4. Doctor Sleep, by Stephen King
(September 24; Scribner)
As a sequel to what may be the scariest novel of all time, Doctor Sleep can’t help but disappoint. But judged on its own merits, Stephen King’s psychic thriller is an unmitigated success, a rollicking tale of mayhem and mind-reading that’s as satisfying as a steak dinner. Unspooling his story with the effortless grace of an aging pro, King is a living reminder that old dogs can learn new tricks. With 2011’s 11/22/63 and now Doctor Sleep, he’s an author confidently striding into a golden age.
3. Red Moon, by Benjamin Percy
(May 7; Grand Central)
Benjamin Percy’s riveting novel imagines an alternate universe where werewolves are responsible for the majority of anti-American terrorism. While it may lay the political and cultural symbolism on a bit thick at times, Red Moon is first and foremost a rich, absorbing epic about bad-ass werewolves. Stop by for Percy’s thought-provoking allegory, but stay for the super sweet lycan attacks.

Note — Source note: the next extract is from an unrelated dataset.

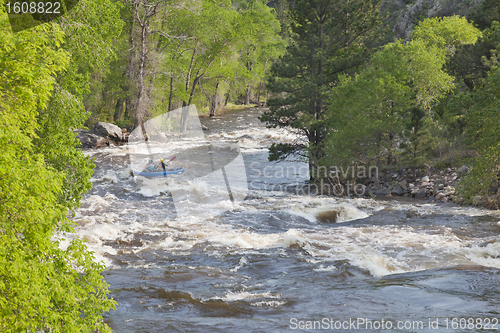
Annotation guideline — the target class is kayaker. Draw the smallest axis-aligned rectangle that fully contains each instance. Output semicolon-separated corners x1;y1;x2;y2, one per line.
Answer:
146;160;155;171
160;158;167;171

2. Scowler, by Daniel Kraus
(March 12; Delecorte Press)
Possibly the most depraved and disturbing novel I read this year––and Scowler is a Junior Library Guild Selection. No shit. Aggressively pushing the boundaries of YA horror, Daniel Kraus’s haunting tale of child abuse is staggeringly violent, featuring grisly scenes of torture and mutilation. But Kraus’s narrative isn’t exploitative, instead adopting a stark, sober tone that forces the reader to face the grim reality of child abuse, as well as the legacy it leaves behind. We’re excited to see if Kraus’s brand of dark, morbid horror will make its way into the Trollhunters novel he’s currently co-writing with Guillermo Del Toro.
1. Wayward, by Blake Crouch
(September 17; Thomas & Mercer)
Book two of the best horror/sci-fi series you haven’t been reading. Blake Crouch’s brilliantly paced, meticulously plotted novels––about the mysterious developments in ‘Wayward Pines‘, an isolated, heavily surveilled mountain town–– deserve a much wider audience. With M. Night Shyamalan’s Fox mini-series arriving in 2014, Crouch and ‘Wayward Pines’are about to hit the big time.
Best Horror Anthology
The Beautiful Thing That Awaits Us All, Laird Barron
(September 3; Night Shade)
In what was an unusually weak year for horror anthologies, Laird Barron’s much anticipated, much delayed collection of stories was the clear stand out. A Barron story is essentially a short novel. He establishes settings and characters with a speedy, sly panache, whisking the reader away to a different time and place inside of the first few pages. And once he starts setting shit in motion, there’s simply no backing out. As Barron is both a native Alaskan and a Lovecraft enthusiast, many of his stories are rooted in hunting and the outdoors, or the Cthulu mythos, or both. In short, it’s an anthology perfect for your next camping trip. Through his brief career, Barron has developed a fervid fan base amongst other horror authors. There’s a reason why.
Best Picture Book
Alternative Movie Posters, by Matthew Chojnacki
(October 28; Schiffer Publishing)
When it comes to creating decent movie posters, the Hollywood studios have obviously lost the flavor, but the heart of cinema beats loud and strong in this stunning collection of underground movie art. Matthew Chojnacki has compiled over 200 fan-made posters for this fat, gorgeous tome, many of which reference deep cuts from the horror genre. Put it on your coffee table and get yourself laid.